The fossil was discovered on Monday (July 2018) evening in the Arago Cave, a vast prehistoric grotto at Tautavel on the French side of the Pyrenees mountains bordering Spain.
The site’s laboratory confirmed the tooth belonged to a human sub-species, likely homo heidelbergensis, which shares features with both modern humans and our homo erectus ancestors.
“The tooth likely belonged to a child aged five or six, who still had their milk teeth but had used them a fair amount,” said Tony Chevalier, a paleoanthropologist at the University of Perpignan and the research centre in Tautavel.

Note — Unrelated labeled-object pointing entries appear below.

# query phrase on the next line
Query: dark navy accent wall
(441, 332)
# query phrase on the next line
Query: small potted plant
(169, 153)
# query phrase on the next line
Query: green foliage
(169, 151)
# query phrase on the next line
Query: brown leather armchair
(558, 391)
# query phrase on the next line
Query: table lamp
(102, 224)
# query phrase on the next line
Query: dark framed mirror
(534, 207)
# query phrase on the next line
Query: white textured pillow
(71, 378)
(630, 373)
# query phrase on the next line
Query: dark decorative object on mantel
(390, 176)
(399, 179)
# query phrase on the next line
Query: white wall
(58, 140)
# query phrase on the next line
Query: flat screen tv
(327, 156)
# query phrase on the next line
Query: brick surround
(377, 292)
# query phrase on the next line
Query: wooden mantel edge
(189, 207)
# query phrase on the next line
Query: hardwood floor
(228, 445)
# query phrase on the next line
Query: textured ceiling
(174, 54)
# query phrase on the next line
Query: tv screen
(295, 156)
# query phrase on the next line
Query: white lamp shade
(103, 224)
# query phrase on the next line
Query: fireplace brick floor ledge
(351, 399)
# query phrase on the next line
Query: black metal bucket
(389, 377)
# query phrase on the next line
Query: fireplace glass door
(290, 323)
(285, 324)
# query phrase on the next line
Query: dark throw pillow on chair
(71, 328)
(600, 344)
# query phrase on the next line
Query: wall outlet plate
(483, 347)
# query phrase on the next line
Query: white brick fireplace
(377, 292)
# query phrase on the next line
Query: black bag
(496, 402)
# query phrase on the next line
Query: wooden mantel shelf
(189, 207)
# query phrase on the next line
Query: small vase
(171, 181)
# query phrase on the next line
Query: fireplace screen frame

The tooth is estimated to date back 560,000 years—give or take 5,000 years—which would make it 100,000 years older than the famous Tautavel Man whose skull was found at the same site in 1971.
Researchers said the find was “exceptional” as human remains dating back to this period are extremely rare, although a few teeth from the era have been found previously at the Arago Cave.
Chevalier said the milk tooth—the first found at the site—would “teach us lots of things about man’s behaviour” at the time.
Researchers have long grappled with the question of how people lived in the cave at Tautavel, where some 150 ancient human fossils have been found.
They have yet to determine whether it was a temporary shelter where our ancestors stopped off for a hunting break, or whether families made it a more permanent home—a mystery the milk tooth could help solve.